= Robert Barry (merchant) =

Robert Barry (c. 1759 – 3 September 1843) was a teacher and merchant, among other pursuits, who became an important figure in Nova Scotia.

Barry was born in Scotland, raised in England and came to North America as an impressed sailor who escaped his ship in New York in about 1774. Little is known about his life there other than he was in a business partnership, he was a participant in Methodist services at the John Street Chapel and formed a friendship with the Reverend Charles Inglis, the rector of Trinity Church where he was a regular communicant.

In 1783, Barry was part of a large group of loyalists, including many Methodists, who left New York and ended up in Nova Scotia. In Shelburne he taught school and then became involved in a very successful partnership with his brother in Liverpool. They were involved in West Indies fish, lumber, sugar, and rum trade, as well as agricultural produce. British dry goods were imported for sale in Nova Scotia and stores were operated in many locations. They serviced these with a small fleet of vessels in which they had a substantial interest.

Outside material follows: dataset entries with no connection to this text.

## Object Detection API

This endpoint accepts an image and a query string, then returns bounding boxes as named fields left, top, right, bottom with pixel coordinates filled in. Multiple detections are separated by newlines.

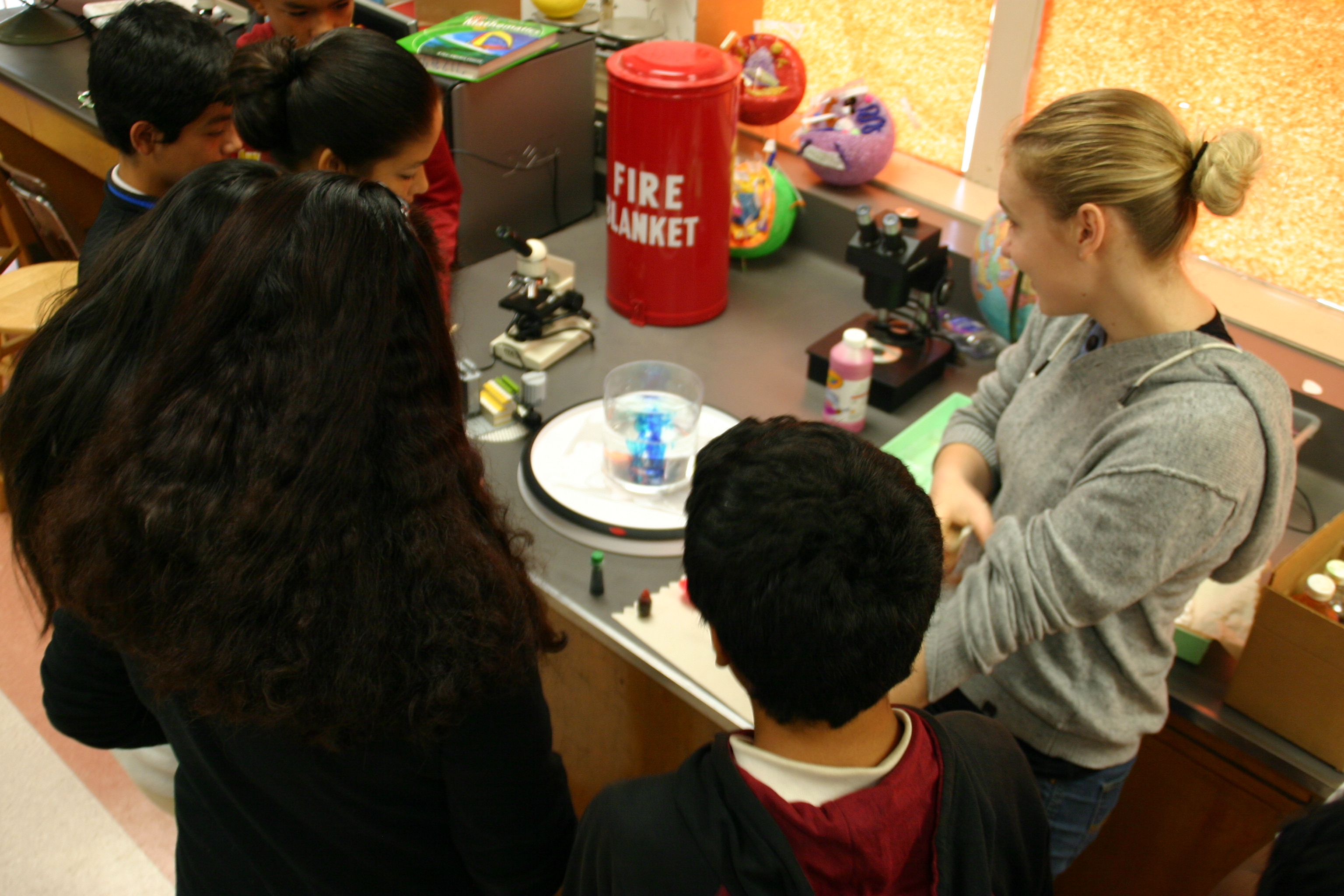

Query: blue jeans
left=1036, top=759, right=1134, bottom=877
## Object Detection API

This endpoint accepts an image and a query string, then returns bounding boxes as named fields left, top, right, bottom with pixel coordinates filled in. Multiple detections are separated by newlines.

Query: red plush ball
left=730, top=34, right=808, bottom=125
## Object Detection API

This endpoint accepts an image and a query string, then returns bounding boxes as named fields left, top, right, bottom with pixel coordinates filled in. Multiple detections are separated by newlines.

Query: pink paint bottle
left=821, top=326, right=872, bottom=433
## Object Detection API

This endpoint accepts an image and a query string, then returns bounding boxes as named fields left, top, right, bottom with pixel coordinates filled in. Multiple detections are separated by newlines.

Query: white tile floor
left=0, top=693, right=173, bottom=896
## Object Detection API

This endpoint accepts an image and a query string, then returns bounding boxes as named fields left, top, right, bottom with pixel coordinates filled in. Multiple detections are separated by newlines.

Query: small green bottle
left=589, top=551, right=606, bottom=598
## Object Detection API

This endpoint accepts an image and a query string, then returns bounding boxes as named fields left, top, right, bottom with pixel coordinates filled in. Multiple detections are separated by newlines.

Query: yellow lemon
left=532, top=0, right=583, bottom=19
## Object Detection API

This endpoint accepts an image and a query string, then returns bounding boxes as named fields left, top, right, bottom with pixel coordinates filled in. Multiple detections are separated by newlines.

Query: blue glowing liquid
left=602, top=392, right=700, bottom=492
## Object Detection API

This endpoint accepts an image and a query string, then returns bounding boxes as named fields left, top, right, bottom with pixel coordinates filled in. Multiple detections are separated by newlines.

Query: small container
left=821, top=326, right=872, bottom=433
left=1293, top=572, right=1340, bottom=622
left=602, top=361, right=704, bottom=494
left=457, top=357, right=481, bottom=416
left=1325, top=560, right=1344, bottom=619
left=522, top=371, right=546, bottom=407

Barry had four sons, all of whom were successful in business in the colony. His one son, John Alexander Barry married a daughter of William Black, a prominent Methodist minister and was elected to the 13th General Assembly of Nova Scotia. Robert's Methodism contributed to the family's success by providing close business ties within the colony. His life is a good example of the importance that evangelical Protestantism had in that area of Canada.